どうせ死ぬなら君に殺されたい

スミンズ

どうせ死ぬなら君に殺されたい

 余命1ヶ月となり、いよいよ僕には未来が無いようだった。そんなことで、最早感染症の危機なども考える時期ではなくなり、病室から自宅療養へ移ることが許可された。僕は自宅へ帰りたく仕方なかったので、妻の手助けを借りて自宅に帰った。


 延命処置も終わり、もう死を家で待つしか無くなった僕は一日中ベットの中からテレビを見たり、妻と話したりした。そんな日々はとても妻に申し訳無かった。そういうのも、僕らはまだ27歳なのだ。そんな時期に僕は末期癌になった。僕は絶望をしたが、彼女はとても辛く大変だろうと思った。
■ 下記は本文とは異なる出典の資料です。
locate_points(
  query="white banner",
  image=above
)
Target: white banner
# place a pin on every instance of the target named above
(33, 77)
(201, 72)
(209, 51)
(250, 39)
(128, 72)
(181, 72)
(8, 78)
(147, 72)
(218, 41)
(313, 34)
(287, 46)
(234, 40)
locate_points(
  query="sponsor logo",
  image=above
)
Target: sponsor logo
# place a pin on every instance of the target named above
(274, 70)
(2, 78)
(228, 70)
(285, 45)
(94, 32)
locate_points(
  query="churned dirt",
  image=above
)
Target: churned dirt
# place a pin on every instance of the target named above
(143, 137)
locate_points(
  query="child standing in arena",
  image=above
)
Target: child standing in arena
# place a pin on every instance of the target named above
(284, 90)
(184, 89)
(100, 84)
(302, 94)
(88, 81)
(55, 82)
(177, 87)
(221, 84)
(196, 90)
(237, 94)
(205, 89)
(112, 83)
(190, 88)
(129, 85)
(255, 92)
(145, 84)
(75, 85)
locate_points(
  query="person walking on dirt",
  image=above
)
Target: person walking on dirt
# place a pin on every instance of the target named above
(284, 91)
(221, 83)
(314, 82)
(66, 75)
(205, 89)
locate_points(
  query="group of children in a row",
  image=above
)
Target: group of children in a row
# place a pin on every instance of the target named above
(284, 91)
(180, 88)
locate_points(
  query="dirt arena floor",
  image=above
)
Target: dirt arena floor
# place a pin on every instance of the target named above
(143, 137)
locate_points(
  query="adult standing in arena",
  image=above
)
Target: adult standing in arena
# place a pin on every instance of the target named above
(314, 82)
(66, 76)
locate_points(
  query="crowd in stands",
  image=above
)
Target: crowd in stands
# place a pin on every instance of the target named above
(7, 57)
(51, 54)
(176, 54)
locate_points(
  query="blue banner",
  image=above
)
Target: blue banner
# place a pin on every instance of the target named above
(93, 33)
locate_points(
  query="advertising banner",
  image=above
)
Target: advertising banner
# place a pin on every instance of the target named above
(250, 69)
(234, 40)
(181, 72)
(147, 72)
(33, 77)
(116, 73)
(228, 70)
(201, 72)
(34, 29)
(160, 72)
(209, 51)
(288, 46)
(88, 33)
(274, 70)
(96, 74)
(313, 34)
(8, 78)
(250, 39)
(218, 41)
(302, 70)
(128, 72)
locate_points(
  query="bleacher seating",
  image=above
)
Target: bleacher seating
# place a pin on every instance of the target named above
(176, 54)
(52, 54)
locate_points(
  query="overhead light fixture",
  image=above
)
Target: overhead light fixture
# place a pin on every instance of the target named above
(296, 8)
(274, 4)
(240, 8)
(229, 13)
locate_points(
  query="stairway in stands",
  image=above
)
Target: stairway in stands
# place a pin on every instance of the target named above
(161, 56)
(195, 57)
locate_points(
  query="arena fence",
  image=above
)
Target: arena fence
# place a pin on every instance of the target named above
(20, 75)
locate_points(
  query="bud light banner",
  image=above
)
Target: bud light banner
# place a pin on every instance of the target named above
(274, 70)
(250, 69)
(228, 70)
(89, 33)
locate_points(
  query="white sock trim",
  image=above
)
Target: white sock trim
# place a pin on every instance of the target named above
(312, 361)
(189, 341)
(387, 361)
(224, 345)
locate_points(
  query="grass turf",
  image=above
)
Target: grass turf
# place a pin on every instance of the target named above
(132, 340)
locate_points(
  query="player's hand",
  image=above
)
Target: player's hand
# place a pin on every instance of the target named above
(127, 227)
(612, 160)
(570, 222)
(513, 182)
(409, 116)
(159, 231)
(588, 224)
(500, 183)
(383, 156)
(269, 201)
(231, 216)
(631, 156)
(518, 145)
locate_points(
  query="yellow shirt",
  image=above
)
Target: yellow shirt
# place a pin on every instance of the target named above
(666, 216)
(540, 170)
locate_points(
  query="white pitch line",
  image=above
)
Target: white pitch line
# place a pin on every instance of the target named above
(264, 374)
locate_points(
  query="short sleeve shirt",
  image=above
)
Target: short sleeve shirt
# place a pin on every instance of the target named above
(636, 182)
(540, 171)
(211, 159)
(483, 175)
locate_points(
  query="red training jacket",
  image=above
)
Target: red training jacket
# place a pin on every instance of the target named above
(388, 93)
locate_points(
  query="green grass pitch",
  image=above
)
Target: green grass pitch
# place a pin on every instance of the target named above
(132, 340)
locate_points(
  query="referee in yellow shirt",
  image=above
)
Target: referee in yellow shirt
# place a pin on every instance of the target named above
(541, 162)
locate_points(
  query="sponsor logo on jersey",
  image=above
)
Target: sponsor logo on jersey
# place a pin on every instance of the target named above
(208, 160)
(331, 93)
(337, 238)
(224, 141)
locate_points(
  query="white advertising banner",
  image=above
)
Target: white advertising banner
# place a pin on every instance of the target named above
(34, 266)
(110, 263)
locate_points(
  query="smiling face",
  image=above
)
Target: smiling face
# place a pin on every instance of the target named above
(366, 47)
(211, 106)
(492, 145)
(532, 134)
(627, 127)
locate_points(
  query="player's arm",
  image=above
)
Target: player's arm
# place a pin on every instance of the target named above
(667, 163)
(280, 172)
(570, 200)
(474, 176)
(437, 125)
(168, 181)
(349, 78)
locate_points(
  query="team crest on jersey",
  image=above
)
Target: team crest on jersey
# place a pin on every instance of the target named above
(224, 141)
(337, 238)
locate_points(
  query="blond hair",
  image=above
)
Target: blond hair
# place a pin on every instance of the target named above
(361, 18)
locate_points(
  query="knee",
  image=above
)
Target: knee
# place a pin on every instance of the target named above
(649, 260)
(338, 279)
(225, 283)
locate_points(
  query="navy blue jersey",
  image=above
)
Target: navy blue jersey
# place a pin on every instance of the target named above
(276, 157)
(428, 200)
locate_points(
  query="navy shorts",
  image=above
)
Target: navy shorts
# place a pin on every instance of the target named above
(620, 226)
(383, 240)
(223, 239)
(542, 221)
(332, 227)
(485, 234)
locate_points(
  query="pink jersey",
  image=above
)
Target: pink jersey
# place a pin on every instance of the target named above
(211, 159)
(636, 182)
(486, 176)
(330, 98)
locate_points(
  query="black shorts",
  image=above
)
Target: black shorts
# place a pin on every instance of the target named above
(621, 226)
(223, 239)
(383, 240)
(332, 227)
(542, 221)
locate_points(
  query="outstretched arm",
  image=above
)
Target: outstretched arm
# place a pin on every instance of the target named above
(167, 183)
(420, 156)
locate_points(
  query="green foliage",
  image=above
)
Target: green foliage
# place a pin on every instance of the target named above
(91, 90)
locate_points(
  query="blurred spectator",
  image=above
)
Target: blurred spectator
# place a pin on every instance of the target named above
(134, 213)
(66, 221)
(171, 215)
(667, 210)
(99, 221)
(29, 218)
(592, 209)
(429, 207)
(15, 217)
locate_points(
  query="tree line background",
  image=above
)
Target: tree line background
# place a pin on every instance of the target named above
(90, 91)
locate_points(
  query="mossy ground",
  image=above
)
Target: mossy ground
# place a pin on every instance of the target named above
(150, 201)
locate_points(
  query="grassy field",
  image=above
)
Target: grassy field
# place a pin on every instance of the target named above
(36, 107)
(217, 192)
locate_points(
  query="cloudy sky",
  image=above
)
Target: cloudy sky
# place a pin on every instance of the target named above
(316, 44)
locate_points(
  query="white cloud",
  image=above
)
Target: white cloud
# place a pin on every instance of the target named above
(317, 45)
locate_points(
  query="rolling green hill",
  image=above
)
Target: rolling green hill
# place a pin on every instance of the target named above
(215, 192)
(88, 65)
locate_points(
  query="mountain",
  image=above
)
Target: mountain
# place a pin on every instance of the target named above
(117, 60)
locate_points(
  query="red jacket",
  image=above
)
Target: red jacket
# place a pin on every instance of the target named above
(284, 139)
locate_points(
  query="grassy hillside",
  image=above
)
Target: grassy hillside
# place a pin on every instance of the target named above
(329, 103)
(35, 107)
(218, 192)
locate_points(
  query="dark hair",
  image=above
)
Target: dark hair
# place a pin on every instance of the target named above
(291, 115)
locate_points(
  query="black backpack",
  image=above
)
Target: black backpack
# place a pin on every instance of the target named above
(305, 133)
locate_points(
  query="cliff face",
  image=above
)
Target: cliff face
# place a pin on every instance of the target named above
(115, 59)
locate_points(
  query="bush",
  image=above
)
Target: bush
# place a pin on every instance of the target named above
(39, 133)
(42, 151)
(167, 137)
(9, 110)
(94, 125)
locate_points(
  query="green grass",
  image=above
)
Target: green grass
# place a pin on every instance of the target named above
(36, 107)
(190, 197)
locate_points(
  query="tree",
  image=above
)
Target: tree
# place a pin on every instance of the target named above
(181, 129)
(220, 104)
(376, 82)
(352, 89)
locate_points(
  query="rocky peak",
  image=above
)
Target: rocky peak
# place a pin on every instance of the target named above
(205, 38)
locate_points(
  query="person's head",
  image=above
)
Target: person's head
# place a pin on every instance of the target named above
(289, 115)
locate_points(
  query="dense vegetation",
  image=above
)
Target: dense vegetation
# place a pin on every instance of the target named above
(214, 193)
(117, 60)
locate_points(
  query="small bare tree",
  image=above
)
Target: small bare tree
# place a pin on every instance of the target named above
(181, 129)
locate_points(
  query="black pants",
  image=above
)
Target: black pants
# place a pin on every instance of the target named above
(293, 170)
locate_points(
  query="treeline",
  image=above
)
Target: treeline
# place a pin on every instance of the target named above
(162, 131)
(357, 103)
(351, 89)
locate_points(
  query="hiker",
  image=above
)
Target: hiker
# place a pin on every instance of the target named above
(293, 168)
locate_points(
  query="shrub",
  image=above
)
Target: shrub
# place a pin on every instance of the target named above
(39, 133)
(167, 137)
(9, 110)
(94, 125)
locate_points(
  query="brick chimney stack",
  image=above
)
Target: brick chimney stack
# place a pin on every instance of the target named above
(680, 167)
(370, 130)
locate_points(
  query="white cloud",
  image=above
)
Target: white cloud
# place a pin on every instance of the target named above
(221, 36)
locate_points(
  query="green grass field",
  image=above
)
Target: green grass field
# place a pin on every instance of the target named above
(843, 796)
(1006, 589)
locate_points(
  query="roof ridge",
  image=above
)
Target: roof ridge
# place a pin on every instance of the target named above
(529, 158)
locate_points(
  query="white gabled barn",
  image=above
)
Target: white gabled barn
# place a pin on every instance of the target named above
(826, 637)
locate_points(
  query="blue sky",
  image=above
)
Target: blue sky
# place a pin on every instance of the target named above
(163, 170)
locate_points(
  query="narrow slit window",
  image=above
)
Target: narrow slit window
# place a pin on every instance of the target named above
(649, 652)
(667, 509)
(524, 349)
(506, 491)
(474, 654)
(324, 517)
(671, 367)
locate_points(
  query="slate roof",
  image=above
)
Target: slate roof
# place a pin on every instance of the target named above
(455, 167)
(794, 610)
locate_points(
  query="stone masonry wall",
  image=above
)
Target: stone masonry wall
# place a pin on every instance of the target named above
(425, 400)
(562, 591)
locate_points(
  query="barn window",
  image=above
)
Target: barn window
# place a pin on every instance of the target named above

 だがそんな自宅療養も15日が過ぎ、いよいよ僕は辛くなってきた。もうじき妻と別れてしまう寂しさ、そして両親が僕の死を前に見舞いにも来てくれないという悔しさ。体の気だるさはそれに比べると軽かった。


 そんな辛さに僕は思わずこう呟いた。「いっそ君が僕を殺してくれ」と。


 すると彼女は「考えてみる」と返した。


 だから僕は慌てて言い返す。「それじゃあ君が殺人犯になるからだめだ」。


 「別に、私は構わないよ?」と彼女は笑っていた。


 その夜、僕は消された電気の下で眼をパチパチしていた。もうじき死ぬ。その感覚が何故か体で実感できた。それがやけに怖くて、震えていた。そんななか、突然部屋の電気がついた。するとベットの横には裸の妻が立っていた。


 「殺してあげる」そう言うと彼女は静かに僕のベットの上に上がると、僕の服やズボンを脱がして、仕舞いには下着も取っ払った。それは出来る限り僕に負担のかからぬよう優しく迅速だった。


 「君の裸を観るのは久し振りだ」


 「私だって、今まで待ってた。だけども、もう我慢することは無いよね?もし、これで君が死んじゃっても、君は私を恨む?」


 「……むしろ僕が罪悪感を覚えてしまうよ」


 「うん、!」


 すると彼女は静かに僕に重なった。


 「うっ」思わず声を出してしまった。久しぶりの快感に僕は早くも気持ちよくなった。


 「慌てないで。ゆっくりしよ」彼女はそう言うと


 「ご、ゴム無しなんて、初めて…」僕はそういって彼女をみる。赤くなった頬をして、甘い息を僕にかけてくる彼女は、艶やかであったが同時に切なそうな顔をしていた。


 彼女は無言で激しく動く。それは全て僕にダイレクトに伝わり、僕にはその動き一つ一つがと重かった。


 僕はその挙げ句、絶頂がきた。それはその時点での僕の体力を全て吐き出すことであった。気持ちよさに経験したことのない苦しさが混じった不思議な感覚が襲う。そしてその感覚の中で、僕は突然暗闇が目の前を覆っていくことに気がつく。それは決して部屋の電気が消された訳では無かった。


 死ぬんだ。僕。


 記憶が飛ぶ前。彼女の温かい体の感触と、悲しい雄叫びが聞こえた。